Problem 901
Well Drilling
A driller drills for water. At each iteration the driller chooses a depth $d$ (a positive real number), drills to this depth and then checks if water was found. If so, the process terminates. Otherwise, a new depth is chosen and a new drilling starts from the ground level in a new location nearby.
Drilling to depth $d$ takes exactly $d$ hours. The groundwater depth is constant in the relevant area and its distribution is known to be an exponential random variable with expected value of $1$. In other words, the probability that the groundwater is deeper than $d$ is $e^{-d}$.
Assuming an optimal strategy, find the minimal expected drilling time in hours required to find water.
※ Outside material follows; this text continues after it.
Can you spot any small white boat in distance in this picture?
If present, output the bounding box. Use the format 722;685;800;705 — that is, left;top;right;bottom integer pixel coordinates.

Give your answer rounded to $9$ places after the decimal point.
钻井
一名钻井工人在钻探水源。每一轮,钻井工人选择一个(正实数)深度$d$,一直钻到这个深度,然后检查是否找到水。如果找到了,就结束钻探。否则,工人会在附近找一个新位置,选择一个新的深度,从地面开始新的钻探。
钻到深度$d$需要恰好$d$小时。在这片区域内,地下水的深度是恒定的,且满足期望值为1的指数分布。换言之,地下水深度超过$d$的概率是$e^{-d}$。
假设钻井工人采用最优策略,求找到水所需的最小预期钻探时间(以小时为单位),并将你的答案四舍五入保留$9$位小数。